Preferia chamá-las de "anêmicas", que podem ser revitalizadas com
sangue novo.
No sábado (26/4), o
corpo de Aryon Dall'Igna Rodrigues (1925-2014) foi cremado no Cemitério de
Valparaíso, em Goiás. Divorciado, pai de três filhos, deixou mais de 150
trabalhos científicos, muita saudade entre os pesquisadores e alunos que
conviveram com ele e a lembrança de um mantrinxã recheado com farofa de banana
que décadas depois ainda provocava um brilho alegre no olhinhos azuis de quem
era amante da vida.
Aryon Rodrigues
combateu o bom combate e encerrou a carreira resistindo teimosamente na defesa
da utopia. Mesmo aposentado, continuou trabalhando de 1995 até 2014 no
Laboratório de Línguas Indígenas, sem qualquer ônus para a UnB. Morreu como
Ayrton Senna: na pista.
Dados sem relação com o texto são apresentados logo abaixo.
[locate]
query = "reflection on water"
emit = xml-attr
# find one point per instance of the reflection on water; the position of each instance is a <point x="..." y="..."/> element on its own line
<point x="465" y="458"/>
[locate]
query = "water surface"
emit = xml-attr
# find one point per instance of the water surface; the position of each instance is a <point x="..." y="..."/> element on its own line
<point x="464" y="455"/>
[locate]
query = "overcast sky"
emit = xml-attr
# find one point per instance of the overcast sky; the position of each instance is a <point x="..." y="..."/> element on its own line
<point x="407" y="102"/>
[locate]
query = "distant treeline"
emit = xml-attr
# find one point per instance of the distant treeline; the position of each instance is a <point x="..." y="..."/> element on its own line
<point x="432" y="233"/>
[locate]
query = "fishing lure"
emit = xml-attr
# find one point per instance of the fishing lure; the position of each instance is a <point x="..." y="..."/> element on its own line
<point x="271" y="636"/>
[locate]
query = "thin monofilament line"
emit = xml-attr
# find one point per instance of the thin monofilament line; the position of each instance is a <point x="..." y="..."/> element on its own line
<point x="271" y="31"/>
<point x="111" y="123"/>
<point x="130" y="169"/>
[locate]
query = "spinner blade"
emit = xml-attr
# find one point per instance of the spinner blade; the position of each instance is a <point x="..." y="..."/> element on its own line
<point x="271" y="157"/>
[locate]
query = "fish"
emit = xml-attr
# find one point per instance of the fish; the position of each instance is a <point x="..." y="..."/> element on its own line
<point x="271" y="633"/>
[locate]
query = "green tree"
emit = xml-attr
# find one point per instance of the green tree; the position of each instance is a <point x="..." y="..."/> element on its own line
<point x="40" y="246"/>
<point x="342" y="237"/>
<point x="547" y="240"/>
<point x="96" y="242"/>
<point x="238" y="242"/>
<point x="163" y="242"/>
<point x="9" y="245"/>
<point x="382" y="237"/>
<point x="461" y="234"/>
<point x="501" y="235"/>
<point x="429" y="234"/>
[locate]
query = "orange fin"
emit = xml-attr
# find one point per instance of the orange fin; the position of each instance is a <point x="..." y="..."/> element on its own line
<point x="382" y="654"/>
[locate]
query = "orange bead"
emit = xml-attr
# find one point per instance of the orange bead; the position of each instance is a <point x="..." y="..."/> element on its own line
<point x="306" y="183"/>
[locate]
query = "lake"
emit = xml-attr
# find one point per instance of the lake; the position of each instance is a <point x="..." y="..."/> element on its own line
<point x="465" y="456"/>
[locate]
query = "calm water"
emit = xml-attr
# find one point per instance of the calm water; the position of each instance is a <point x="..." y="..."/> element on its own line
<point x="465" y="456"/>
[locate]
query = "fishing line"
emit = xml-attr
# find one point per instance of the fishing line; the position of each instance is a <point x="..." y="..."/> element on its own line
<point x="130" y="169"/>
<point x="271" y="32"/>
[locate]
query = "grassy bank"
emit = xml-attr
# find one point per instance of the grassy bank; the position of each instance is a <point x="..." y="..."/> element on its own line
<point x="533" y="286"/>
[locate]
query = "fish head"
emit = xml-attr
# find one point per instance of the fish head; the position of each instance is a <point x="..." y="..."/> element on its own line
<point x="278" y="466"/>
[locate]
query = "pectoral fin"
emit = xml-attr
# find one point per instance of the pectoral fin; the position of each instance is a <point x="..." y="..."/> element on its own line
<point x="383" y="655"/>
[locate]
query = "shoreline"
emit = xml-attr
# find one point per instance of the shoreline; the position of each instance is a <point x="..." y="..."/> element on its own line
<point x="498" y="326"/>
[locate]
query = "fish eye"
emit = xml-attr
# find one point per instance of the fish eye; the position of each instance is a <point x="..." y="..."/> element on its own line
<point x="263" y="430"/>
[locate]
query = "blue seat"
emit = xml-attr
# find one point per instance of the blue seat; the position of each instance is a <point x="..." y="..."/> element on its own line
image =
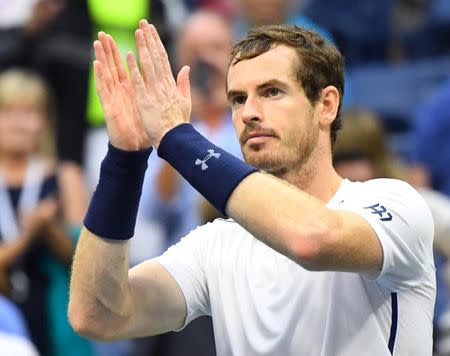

O Brasil e os índios muito lhe devem.
P.S. - Com muito pesar,
comunico que faleceu na sexta-feira (02/05) às 23:30 horas Dom Tomás Balduíno,
91 anos, frade dominicano como Bartolomé de Las Casas e bispo emérito da
Diocese de Goiás. O corpo será velado na igreja São Judas Tadeu, em Goiânia até
domingo, quando será concelebrada a Eucaristia e depois na Catedral, onde será
sepultado na segunda-feira, dia 5, me informa Marlene Moura, sua amiga, que me
acompanhou há dois anos no almoço oferecido a nós por Dom Tomás no convento
onde vivia. Ele participou ativamente do Conselho Indigenista Missionário
(CIMI) e da Comissão Pastoral da Terra (CPT), mantendo compromisso radical com
os índios, os sem-terra, os camponeses e os lascados de todo o Brasil. Era um
radical, que sabia negociar: duas qualidades que estão em falta na praça.
Dessas mãos, eu recebo uma hóstia. Para esse santo, eu rezo.